On 2016-Aug-04, at 11:46 PM, Brad H wrote:
Dave
Yes.. I tried 7 bits.. different parity settings, speeds etc. Couldn't quite nail it
down. In every tutorial online for the 6800 being used with PC terminal, they go 8 N 1..
nobody mentions specifically if you are supposed to use hardware or xo/off or nothing
though. So that's another thing. I'm also confused because some docs mention
baud rate settings for the cpu board?
I'm also not sure if bad RAM or bad TTL etc could be contributing to just throwing
out random junk too.
(Disclaimer: All my SWTP-6800 stuff is packed away at the moment, I'm going strictly
from memory here.)
Flow control shouldn't be an issue.
This was an early simple (and slow) system, there was no active flow control (leaving
aside the reader-run control for the TTY PTR).
What speed are you running at? I'd suggest starting out at a lower speed (300-1200).
Do you get a consistent response each time you hit the RESET button on the SWTP-6800?
The monitor pumps out a single prompt character at reset.
If you always get one character but the wrong character (or couple) after reset it could
be a simple terminal protocol mismatch error, as you are pursuing.
If it's inconsistent, it may be a deeper problem.
If you have a DSO, you could sample the RS-232 output to the terminal and decode it to
confirm the framing and bit rate are as you intend.
Random questions / things to check:
1. The MP-S is in the correct I/O slot for SWTBUG to find it for the console device?
(The SWTP-6800 backplane decodes the I/O addresses to particular slots.)
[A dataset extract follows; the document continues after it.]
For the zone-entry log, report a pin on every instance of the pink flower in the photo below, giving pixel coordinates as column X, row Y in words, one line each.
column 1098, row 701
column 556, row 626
2. IIRC, MIKBUG only knows how to work the MP-C interface for the console, while SWTBUG
can do both MP-C & MP-S.
The proper ROM is present and the CPU board switches are configured correctly for SWTBUG?
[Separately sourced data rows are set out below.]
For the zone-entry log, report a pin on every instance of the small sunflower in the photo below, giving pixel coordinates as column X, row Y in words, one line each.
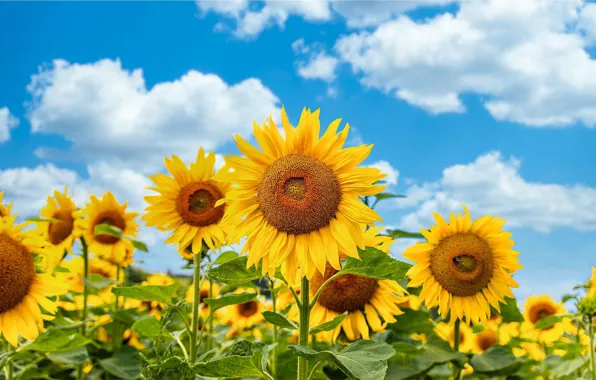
column 186, row 203
column 107, row 210
column 369, row 302
column 297, row 199
column 4, row 208
column 62, row 234
column 23, row 291
column 204, row 293
column 464, row 267
column 447, row 332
Alternatively, you might consider trying the MP-C rather than the MP-S, although it's
another set of hardware config jumpers to sort out.
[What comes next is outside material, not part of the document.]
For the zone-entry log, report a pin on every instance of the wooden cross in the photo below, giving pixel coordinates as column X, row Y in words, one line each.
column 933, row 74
(The MP-C was the original console interface as specified by Moto for MIKBUG, the MP-S
came later.)
3. IIRC, both BUG monitors require some RAM up at $Exxx or $Fxxx for the monitor stack
(that 6810 RAM).
I don't think only having RAM down at $0000 will suffice.
The idea with the 6800 generally was system stuff (including the BUG monitors) was up at
the top of mem, while low mem was freely available to the user.